Escobar delivered the best performance of his career in 2014, hitting .275/.315/.406 with six home runs and 37 RBI in 433 at-bats. However, he arrived at camp to learn he was in a competition for the shortstop role with last year's center fielder, Danny Santana. Breaking the news to Escobar was a delicate conversation for the manager.

"Obviously," Molitor said. "You’ve got a guy who came in and played every day for you last year, and then you’re thinking about doing something different. I’ve tried to explain it to him the best I could. His answers, at least for now, are, 'No problem. I understand.'"


Blue Jays' Daniel Norris performs well in first start
by Chris Cwik | CBSSports.com
(3/5/2015) Blue Jays pitcher Daniel Norris tossed a strong start in his first spring appearance on Thursday.

Norris is competing for the fifth spot in the team's rotation, and got off to a nice start. Norris allowed one hit and one walk over 1 2/3 innings. He struck out two during the outing. 

Norris said he was glad to be taking on a strong lineup his first time out, according to the Toronto Sun. "I liked the fact I was facing a good lineup. You have to bring your 'A' game" Norris said. While it wasn't a perfect outing, Norris was pleased with his stuff.

"I struggled a little with it (staying closed) in the first, but was much better in the second inning," said Norris. "Years back in spring training, I can remember my stuff not doing much."

The 21-year-old posted a 5.40 ERA over 6 2/3 innings in the majors last year. 

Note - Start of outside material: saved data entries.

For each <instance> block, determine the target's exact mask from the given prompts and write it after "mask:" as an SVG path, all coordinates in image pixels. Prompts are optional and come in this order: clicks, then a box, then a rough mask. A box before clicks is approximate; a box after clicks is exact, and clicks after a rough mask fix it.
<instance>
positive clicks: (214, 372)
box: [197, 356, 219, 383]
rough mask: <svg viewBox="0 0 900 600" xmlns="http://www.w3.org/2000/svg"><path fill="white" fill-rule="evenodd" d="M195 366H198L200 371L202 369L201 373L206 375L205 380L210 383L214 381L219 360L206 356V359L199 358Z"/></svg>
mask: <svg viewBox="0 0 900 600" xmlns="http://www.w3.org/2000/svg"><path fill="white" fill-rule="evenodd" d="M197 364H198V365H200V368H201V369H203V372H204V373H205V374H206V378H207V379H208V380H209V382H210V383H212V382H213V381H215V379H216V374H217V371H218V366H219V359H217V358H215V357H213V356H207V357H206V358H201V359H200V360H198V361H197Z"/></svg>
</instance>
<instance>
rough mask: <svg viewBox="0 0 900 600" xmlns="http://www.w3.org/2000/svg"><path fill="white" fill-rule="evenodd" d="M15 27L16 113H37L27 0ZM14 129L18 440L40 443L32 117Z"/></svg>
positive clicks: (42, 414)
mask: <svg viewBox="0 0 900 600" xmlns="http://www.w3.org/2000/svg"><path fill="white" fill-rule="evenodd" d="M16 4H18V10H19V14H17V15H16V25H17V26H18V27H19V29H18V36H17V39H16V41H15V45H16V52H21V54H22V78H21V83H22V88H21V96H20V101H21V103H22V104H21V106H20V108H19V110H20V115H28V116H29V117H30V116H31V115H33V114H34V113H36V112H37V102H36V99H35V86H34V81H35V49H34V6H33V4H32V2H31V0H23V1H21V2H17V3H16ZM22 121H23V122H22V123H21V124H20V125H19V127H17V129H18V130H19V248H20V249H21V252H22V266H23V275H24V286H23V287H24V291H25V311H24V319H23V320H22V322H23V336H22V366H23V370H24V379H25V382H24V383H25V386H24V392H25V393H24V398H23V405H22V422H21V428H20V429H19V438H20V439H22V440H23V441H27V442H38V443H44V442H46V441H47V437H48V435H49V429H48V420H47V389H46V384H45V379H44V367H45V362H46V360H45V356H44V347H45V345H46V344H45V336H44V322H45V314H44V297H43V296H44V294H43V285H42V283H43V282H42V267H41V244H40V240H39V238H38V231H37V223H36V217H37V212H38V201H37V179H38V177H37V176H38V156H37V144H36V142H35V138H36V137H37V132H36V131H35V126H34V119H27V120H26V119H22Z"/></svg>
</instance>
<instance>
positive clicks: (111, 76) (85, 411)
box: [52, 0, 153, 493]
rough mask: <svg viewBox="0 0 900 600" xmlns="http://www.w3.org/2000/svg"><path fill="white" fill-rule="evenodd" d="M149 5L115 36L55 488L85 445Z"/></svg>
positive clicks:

Pirates' Jeff Locke wants to remain with team if he doesn't start
by Chris Cwik | CBSSports.com
(3/5/2015) Pirates pitcher Jeff Locke said he prefers to remain with the club even if he loses out on the fifth starter spot, according to the Pittsburgh Tribune-Review

Locke is stuck in a battle with Vance Worley, but Worley is considered to have a leg up in the competition. Both players are out of options, and would be considered for the bullpen if they lose out on the rotation spot. While a trade is possible, Locke said he would rather remain in Pittsburgh.

"If it comes to them saying, 'Would you rather be a starting pitcher on (another) team or be a (reliever) on the Pirates?' this is where I'd want to be," Locke said. "This is where my loyalty sits. This is the team I want to win with. It's never going to be about anything more than that."

The 27-year-old Locke posted a 3.91 ERA over 131 1/3 innings last year.